Practical guidance: do not buy at full list price unless you have a specific reason to start trading immediately. Wait for the next promo cycle (typically within 4-6 weeks) and save 30-50% on the entry. The exception is when an active promo is expiring and you have time to start trading; in that case, buy now and accept the slightly higher cost relative to waiting.
FXIFY account closure and reactivation rules
FXIFY accounts close on evaluation failure, on funded-phase rule breach, or on voluntary closure by the trader. Reactivation is not typically available; a closed account requires a fresh evaluation purchase. The reset add-on (if purchased) extends the evaluation window without requiring a new purchase, but it does not reactivate a fully closed account.
For traders who fail and want to retry, the right path is to buy a fresh evaluation during the next promo cycle rather than attempting any kind of account-reinstatement workflow with FXIFY support. The structural model treats each evaluation as a one-shot, with the reset add-on as the only mid-evaluation safety net.
Plan selection by trading experience level
The right FXIFY plan depends partly on your trading experience prior to FXIFY. The structural pattern: complete beginners benefit from the multi-phase plans, intermediate traders can choose either 1-Phase or 2-Phase based on speed preference, and experienced traders from other prop firms can compress time-to-funded via 1-Phase or Instant Funding.
| Experience level | Recommended plan | Recommended size | Recommended add-ons |
|---|---|---|---|
| Complete beginner (no prop experience) | 2-Phase or 3-Phase | $5K | Reset add-on |
| Some experience, no prop | 2-Phase | $5K or $10K | Reset, 90% split |
| Passed elsewhere, new to FXIFY | 1-Phase or 2-Phase | $10K or $25K | 90% split |
| Multiple firms, proven strategy | 1-Phase | $25K-$100K | 90% split, news trading if needed |
| High-volume, time-compressed | Instant Funding | $25K-$100K | 90% split |
The structural reasoning: multi-phase plans reduce evaluation risk for beginners by giving a calibration window; single-phase plans compress time-to-funded for proven traders who do not need the calibration buffer. Instant Funding skips evaluation entirely and is right only when you have already proven the strategy elsewhere.

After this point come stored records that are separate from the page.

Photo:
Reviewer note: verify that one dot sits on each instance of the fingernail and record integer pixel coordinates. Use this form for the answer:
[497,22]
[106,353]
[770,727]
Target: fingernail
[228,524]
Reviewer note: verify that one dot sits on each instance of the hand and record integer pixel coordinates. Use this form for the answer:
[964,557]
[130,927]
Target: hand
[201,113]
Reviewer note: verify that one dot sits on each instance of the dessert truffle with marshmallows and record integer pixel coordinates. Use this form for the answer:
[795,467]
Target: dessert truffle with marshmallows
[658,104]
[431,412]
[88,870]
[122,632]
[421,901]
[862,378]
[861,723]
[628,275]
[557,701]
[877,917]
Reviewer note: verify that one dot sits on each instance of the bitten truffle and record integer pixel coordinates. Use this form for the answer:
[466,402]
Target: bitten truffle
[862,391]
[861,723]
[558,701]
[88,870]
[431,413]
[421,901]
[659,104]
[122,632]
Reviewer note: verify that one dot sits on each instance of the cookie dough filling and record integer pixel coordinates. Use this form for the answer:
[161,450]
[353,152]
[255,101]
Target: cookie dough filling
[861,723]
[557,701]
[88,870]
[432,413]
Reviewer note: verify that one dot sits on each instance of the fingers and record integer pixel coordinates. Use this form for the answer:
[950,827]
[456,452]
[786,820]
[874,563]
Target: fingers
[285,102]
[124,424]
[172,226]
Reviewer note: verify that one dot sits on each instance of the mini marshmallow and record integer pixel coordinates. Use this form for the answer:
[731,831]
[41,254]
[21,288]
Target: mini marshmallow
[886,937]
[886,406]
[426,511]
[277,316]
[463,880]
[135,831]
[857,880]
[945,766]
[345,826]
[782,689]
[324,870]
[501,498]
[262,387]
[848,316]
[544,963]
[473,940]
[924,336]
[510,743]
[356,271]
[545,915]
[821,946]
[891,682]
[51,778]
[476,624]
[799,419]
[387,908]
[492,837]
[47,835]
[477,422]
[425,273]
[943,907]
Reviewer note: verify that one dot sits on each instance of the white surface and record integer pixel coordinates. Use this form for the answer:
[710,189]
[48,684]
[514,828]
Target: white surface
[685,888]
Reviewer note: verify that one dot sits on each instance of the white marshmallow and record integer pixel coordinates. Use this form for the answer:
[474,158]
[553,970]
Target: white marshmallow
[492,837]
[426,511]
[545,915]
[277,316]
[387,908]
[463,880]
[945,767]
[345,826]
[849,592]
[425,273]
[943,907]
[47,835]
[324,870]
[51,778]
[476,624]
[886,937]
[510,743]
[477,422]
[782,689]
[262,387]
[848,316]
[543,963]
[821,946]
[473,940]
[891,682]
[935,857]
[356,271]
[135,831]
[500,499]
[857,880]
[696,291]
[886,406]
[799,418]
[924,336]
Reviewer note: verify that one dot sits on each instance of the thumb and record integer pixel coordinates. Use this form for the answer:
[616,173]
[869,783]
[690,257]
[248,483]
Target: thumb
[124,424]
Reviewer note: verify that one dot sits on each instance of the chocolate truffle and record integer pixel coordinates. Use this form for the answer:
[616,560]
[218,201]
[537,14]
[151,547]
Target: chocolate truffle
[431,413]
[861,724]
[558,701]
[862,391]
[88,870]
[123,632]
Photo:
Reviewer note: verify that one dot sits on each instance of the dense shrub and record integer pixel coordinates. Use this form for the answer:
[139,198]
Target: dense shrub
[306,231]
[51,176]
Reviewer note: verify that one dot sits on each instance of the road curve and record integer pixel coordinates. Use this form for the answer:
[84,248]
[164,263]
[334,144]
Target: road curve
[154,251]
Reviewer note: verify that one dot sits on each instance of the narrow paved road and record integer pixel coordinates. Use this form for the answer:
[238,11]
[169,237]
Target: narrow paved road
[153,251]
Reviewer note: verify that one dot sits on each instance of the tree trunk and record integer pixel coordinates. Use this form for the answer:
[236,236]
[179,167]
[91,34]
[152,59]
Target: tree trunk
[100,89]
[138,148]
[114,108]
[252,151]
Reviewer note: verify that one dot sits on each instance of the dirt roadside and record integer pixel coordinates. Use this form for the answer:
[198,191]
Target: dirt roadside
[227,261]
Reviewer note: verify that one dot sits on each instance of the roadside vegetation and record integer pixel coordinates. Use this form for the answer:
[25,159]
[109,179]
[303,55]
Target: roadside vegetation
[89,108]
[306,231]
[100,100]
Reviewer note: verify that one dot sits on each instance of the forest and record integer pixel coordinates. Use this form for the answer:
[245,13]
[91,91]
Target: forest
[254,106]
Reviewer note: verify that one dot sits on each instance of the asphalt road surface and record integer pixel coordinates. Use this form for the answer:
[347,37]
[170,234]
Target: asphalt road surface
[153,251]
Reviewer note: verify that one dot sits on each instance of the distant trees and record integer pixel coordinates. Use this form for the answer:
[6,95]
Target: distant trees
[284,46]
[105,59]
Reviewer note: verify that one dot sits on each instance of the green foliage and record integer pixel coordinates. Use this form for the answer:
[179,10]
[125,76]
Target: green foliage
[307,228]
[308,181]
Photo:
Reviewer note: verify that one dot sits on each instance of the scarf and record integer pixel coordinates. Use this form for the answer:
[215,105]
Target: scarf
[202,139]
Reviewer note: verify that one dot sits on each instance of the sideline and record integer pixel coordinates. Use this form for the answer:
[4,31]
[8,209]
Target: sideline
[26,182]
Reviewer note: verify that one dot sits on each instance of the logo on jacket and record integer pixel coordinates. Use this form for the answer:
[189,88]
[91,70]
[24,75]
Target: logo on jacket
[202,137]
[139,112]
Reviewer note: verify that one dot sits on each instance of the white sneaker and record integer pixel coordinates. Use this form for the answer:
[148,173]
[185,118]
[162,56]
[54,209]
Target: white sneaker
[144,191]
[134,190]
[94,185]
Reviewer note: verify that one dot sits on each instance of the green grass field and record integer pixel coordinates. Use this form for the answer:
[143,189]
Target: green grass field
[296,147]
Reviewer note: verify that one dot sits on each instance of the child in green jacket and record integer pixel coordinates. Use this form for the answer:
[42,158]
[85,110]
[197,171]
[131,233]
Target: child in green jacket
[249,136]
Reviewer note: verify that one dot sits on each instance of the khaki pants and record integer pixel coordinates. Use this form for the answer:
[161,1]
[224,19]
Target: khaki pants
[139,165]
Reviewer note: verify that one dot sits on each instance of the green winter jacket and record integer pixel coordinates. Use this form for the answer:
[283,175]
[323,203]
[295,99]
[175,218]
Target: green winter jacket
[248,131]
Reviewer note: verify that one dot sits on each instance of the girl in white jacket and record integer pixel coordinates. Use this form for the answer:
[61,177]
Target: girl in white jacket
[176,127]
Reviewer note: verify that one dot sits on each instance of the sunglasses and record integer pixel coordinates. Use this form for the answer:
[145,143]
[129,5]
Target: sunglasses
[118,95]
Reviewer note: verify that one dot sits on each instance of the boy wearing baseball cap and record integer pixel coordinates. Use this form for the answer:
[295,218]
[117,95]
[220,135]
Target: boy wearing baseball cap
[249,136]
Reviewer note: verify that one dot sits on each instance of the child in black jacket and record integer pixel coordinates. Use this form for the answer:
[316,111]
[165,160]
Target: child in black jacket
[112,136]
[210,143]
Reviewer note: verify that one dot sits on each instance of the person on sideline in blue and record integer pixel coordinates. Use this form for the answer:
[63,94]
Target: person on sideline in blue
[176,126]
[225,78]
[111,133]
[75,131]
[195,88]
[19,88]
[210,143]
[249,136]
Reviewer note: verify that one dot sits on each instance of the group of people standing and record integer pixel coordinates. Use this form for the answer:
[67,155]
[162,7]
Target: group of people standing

FXIFY beginner mistakes that destroy the first account
Beyond plan selection, a consistent set of execution mistakes destroys first-time FXIFY accounts. The list below captures the most frequent failure patterns observed across new prop traders.
- Sizing for the static drawdown instead of the daily limit. The daily limit (typically 5%) breaches faster than the static (typically 10%); size against the daily limit first.
- Trading immediately after purchase without platform calibration. Spend 1-2 sessions doing small-size trades to confirm spread profile, fill quality, and server response on FXIFY's backend before risking real capital.
- Skipping the Phase 1 calibration window on 2-Phase plans. Phase 1 is a paid trial; treat it as one rather than as a profit target to chase.
- Trading every session regardless of setup quality. Skip sessions where A-grade setups do not present; quality matters more than quantity on prop-firm evaluations.
- Adding aggressive add-ons (leverage upgrades, news-trading unlocks) on the first account. These compound the failure risk for beginners.
The structural lesson is to treat the first FXIFY account as a learning vehicle, not as a profit-maximization vehicle. The first account teaches you the platform, the rule mechanics, and your strategy's fit to FXIFY's structure. The second and third accounts are where you actually scale capital.
Bottom line: the 2-Phase $5K play
Start on the 2-Phase $5K. Use static drawdown to your advantage with conservative sizing in Phase 1. Add the reset and profit-split upgrades if your budget allows. Skip Lightning and Instant until you have cleared at least one funded account and proven your strategy holds on the FXIFY platform. The slightly higher entry cost on 2-Phase pays back through higher first-attempt pass rates and lower total cost-to-first-payout.